Bubble Generation Entrepreneurs Are Different Than Their Predecessors
Santosh Jayaram, Ayush Gupta and Supreet Singh are Bubble Generation entrepreneurs. Their brilliant idea is PowerSnap, a photo management site that gives the user unprecedented power to send, receive, manage and sync photos within a single application. While their product allows for a unique user experience--ideally-suited to the new, connected consumer--what really makes these guys different is how they built the business in the first place.
Recently, I asked co-founder Jayaram what made his team's approach so different. He noted that like most Silicon Valley entrepreneurs they were not flush with resources; they started with more talent than money. But while a generation ago, a pre-bubble dotcom would have garnered several rounds of venture funding before launching in beta, PowerSnap is up and running with no VC backing at all. "It was our conviction to get this product developed and out there for users to avail of, before we go out and raise serious money," Jayaram says.
The team will now look at venture participation, but to grow an already-proven enterprise. Lesson: It may require a tough gut check for the start-up team, but it now takes a real business to get funding, and that's a good, not a bad thing.
Because the team bootstrapped development of the application, they could not rely on traditional and expensive Silicon Valley talent, so they leveraged weakness into a strength by tapping talent in their homeland India. "Luckily for us, we had friends and contacts in India who we approached, some we paid, some we offered equity, but all these folks worked from their homes and we created a 24/7 work environment using Yahoo IM, Skype for calls, Webex for collaboration, Bugzilla for bug tracking and online tools for project management," Jayaram points out.
By employing a virtual team of code writers, and by using every day communication and collaboration technology for the hand-off, the PowerSnap team could work nonstop on app dev, saving time and money in the race to bring out their better service.
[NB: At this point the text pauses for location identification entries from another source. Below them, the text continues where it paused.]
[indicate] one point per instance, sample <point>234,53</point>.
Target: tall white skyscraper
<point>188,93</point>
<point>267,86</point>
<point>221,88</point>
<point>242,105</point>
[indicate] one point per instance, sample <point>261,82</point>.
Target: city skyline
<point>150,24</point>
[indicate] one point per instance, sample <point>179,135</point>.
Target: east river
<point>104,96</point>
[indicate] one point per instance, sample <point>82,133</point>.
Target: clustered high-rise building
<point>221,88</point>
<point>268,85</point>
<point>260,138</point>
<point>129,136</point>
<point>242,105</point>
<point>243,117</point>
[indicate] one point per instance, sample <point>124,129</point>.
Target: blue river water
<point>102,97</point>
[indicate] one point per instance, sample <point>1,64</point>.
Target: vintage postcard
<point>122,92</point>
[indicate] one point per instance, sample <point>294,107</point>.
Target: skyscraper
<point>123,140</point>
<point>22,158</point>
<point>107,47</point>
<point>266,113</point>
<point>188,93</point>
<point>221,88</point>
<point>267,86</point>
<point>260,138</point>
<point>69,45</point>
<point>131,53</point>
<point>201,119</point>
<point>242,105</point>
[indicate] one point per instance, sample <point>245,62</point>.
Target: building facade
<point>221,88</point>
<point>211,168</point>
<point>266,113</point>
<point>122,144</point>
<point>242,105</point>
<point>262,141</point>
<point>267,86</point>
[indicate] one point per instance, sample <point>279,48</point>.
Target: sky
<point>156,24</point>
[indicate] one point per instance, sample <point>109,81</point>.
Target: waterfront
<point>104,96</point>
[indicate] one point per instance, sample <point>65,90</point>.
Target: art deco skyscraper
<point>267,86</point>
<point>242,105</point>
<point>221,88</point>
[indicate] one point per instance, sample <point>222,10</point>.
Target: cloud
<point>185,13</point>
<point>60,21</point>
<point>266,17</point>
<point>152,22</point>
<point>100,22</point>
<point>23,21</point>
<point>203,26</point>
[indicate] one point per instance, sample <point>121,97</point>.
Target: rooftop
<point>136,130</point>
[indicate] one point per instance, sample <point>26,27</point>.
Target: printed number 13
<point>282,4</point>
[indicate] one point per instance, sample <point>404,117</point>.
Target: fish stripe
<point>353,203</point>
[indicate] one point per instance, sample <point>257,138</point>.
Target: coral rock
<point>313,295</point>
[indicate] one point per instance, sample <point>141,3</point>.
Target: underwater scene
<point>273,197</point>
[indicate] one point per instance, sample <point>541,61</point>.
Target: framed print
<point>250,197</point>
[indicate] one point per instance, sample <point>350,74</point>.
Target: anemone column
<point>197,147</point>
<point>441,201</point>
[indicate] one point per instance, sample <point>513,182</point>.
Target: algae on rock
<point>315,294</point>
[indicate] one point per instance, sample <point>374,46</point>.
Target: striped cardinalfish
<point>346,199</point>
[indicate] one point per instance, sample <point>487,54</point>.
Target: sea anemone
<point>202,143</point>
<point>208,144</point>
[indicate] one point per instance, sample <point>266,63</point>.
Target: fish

Lesson: the new start-up can, and perhaps should be, launched without old boundaries or biases. BubbleGen entrepreneurs can tap into an entire world of cost-free and cost-effective resources to start and sustain a new business. The message is, don't stand on ceremony, just go.
Most important of all, PowerSnap intuits the real needs and wants of the new connected consumer in a way that shows the team understands just how technology is changing culture--and commerce. In short, today's entrepreneurs are as different as the customers they propose to serve. "PowerSnap augments the newly connected user’s experience by building context to images and allowing them to be shared via automated subscriptions. We’ve developed a peer-to-peer network for the sharing of images within a defined context. The users never have to straddle multiple environments (their own PC, others’ photosites, their own photosite) to have a complete photo experience," Jayaram says.
Lesson: these guys didn't just fall in love with their own technology, they understood their customer's pain and started with that as the core of the company's purpose.
Ultimately, the biggest difference between Bubble Generation companies like PowerSnap and its predecessors is that the company founders don't harbor grandiose ideas of sweeping corporate campuses, bloated payrolls or even going public as a highest and best use or exit strategy. Today's entrepreneurs like the PowerSnap team are smart enough to know that keeping it lean and virtual, getting good ideas to market without all the trappings and perhaps joining forces with a Google or Yahoo is every bit as satisfying--and rewarding--as an IPO. Maybe more so.